To compare the intensity at two different distances, \( r_1 \) and \( r_2 \), we can set up the following relationship based on the inverse square law:

\[ I_1 \cdot 4\pi r_1^2 = I_2 \cdot 4\pi r_2^2 \]

By simplifying this equation, we arrive at:

\[ \frac{I_1}{I_2} = \left(\frac{r_2}{r_1}\right)^2 \]

This equation indicates that the ratio of the intensities is equal to the square of the ratio of the distances. It is important to note that the intensities \( I_1 \) and \( I_2 \) are inversely related to the distances \( r_1 \) and \( r_2 \).
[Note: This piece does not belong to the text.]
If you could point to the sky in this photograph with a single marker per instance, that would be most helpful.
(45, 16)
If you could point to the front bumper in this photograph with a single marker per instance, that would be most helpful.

For example, if we know the intensity \( I_1 \) at a distance \( r_1 \) and want to find the distance \( r_2 \) where the intensity \( I_2 \) is known, we can rearrange the equation to solve for \( r_2 \):

\[ r_2 = r_1 \sqrt{\frac{I_1}{I_2}} \]

In a practical scenario, if a siren produces an intensity \( I_1 = 0.25 \) at a distance \( r_1 = 15 \) meters, and we want to find the distance \( r_2 \) where the intensity drops to \( I_2 = 0.01 \), we can substitute these values into the rearranged equation:

\[ r_2 = 15 \sqrt{\frac{0.25}{0.01}} \]

Calculating this gives:

\[ r_2 = 15 \sqrt{25} = 15 \times 5 = 75 \text{ meters} \]

This result confirms that as the intensity decreases, the distance \( r_2 \) is indeed greater than \( r_1 \), illustrating the principle that intensity diminishes with increasing distance from the source. Understanding this relationship is essential for applications in acoustics and wave physics.